DNC sets dates for 2020 convention; earliest since 1992

The 2016 Democratic National Convention. File photo: Wikimedia Commons/Jef Parker

June 15 (UPI) — The Democratic Party will hold its nominating convention earlier in 2020 than it has in decades, chairman Tom Perez announced Friday.

The Democratic National Committee said Friday the convention will be held July 13 to July 16, 2020.

The venue has not yet been selected, but potential host sites include Atlanta, Denver, Houston, New York City, San Francisco, Milwaukee, Miami and Birmingham, Ala.

As Democrats brace for a crowded and contentious presidential primary, the earlier date will allow the party more time for tensions to cool after a nominee is chosen, the chairman said.

Perez noted that putting the convention in mid-July ensures the nominating process will be the most open, fair, transparent and inclusive in the party’s history.

“That is exactly why the DNC has started this process early and before we have a full slate of candidates running for president,” he said. “This will not only allow for a unified party but will ensure that our nominee is in the strongest position to take on Donald Trump or whoever the Republican nominee may be.”

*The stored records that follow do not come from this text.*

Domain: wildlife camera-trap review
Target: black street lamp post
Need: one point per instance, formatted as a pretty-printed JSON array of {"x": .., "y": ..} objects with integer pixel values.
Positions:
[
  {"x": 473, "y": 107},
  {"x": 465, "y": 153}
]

The convention will be held two weeks earlier than the 2016 event and just over a week before the 2020 Summer Olympics begin in Tokyo.

Conventions in 2012 and 2008 were held in September and August, respectively. The 2004 and 2016 conventions were held at the end of July. The last time the Democratic event was held so early was 1992, when the convention spanned over the same days, July 13-16.

The Republican Party has not yet set its convention date.

On Wednesday, a group of potential Democratic presidential candidates gathered in Washington, D.C., for a summit to discuss a spate of issues facing the party in the 2020 vote.

More than a thousand people attended the summit, titled “We the People” and featured five possible candidates — Sens. Cory Booker of New Jersey, Elizabeth Warren of Massachusetts, Kirsten Gillibrand of New York, Kamala Harris of California and Bernie Sanders of Vermont.